Views from the screening of Words Don’t Come Easy (Hope That You Believe It’s True) (2022) at Hangar, Lisbon 2023
Video, b/w, sound, 2’09’’ (loop)
Variable dimensions


«AnaMary Bilbao builds her visual fictions out of archival footage in an effort to challenge the limits of a single Truth. By abstracting content from origins, she dislodges and rearticulates context. This creates a new vantage point for the viewer to consider these moving images as well as their inscriptions of time-and-place. 

Submarines and life under the sea have been of specific interest within Bilbao’s current headspace, their confidential nature and control structures producing a ripe basis for examination. Some of her recent videos, like Words Don’t Come Easy (Hope That You Believe It’s True) (2022) for example, feature excerpts from archival films that were created in the 1950s. They illustrate oceanic circumstances and a guide for the management of the sea-bound vessels, which are often shrouded in secrecy, per governmental operations.

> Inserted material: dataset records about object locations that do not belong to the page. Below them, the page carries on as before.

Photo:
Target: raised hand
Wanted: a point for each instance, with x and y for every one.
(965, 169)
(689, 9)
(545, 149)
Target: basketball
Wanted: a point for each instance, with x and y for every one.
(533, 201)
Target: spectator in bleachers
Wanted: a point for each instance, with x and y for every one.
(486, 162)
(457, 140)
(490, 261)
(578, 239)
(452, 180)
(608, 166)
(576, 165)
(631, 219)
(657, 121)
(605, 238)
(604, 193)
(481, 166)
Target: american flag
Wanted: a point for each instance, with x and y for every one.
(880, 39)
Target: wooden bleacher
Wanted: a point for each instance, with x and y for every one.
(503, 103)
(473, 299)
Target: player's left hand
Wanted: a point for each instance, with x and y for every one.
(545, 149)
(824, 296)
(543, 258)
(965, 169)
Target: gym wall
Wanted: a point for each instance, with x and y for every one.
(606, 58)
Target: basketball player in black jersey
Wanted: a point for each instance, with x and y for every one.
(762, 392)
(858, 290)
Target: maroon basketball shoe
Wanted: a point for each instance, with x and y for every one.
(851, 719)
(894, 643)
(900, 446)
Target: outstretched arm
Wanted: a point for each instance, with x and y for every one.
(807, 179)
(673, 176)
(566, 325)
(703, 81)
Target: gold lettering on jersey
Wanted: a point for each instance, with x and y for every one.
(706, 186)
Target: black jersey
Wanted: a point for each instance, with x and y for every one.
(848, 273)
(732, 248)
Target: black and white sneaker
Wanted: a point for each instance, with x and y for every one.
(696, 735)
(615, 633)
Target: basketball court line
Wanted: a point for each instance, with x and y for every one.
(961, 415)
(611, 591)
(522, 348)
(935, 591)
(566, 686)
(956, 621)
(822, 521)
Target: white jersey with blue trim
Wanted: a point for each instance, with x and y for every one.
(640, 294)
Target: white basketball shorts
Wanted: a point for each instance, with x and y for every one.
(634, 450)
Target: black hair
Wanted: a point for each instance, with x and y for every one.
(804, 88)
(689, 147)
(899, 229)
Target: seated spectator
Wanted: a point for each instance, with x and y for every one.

Words Don’t Come Easy (Hope That You Believe It’s True), is aptly titled as the video features F. R. David’s performance of the song “Words,” which is edited so that the lyric “words don't come easy” repeats over and over again. The linguistic tension is magnified by the spate of letters flashing across the screen, evidently to no end as there is no clear connection between them besides their aesthetic congruence. However, this content was sourced from an archival film which delineates the tactics for controlling and defending against submarines.» By Reilly Davidson, An Ongoing Phenomenological Investigation of the Moving Image. (1)

* The images that one sees in Words Don’t Come Easy (Hope That You Believe It’s True) were taken from an archival film that was found in the public domain and which explains how the so called “secret” operations intended to uncovered / shoot down submarines were carried out. As “silent frames”, they exist in the orginal film but are not visible if you project it at a normal speed. To see these images you have to slow down the projection speed a lot. Together with the fleeting flashes of these stills one hears an insistent beep that recalls failed attempts to communicate with obsolete technologies and the song “Words” performed by F. R. David on repeat. (the artist)


(1) Reilly Davidson is a writer and curator based in New York. She is also the partner/director at Shoot the Lobster.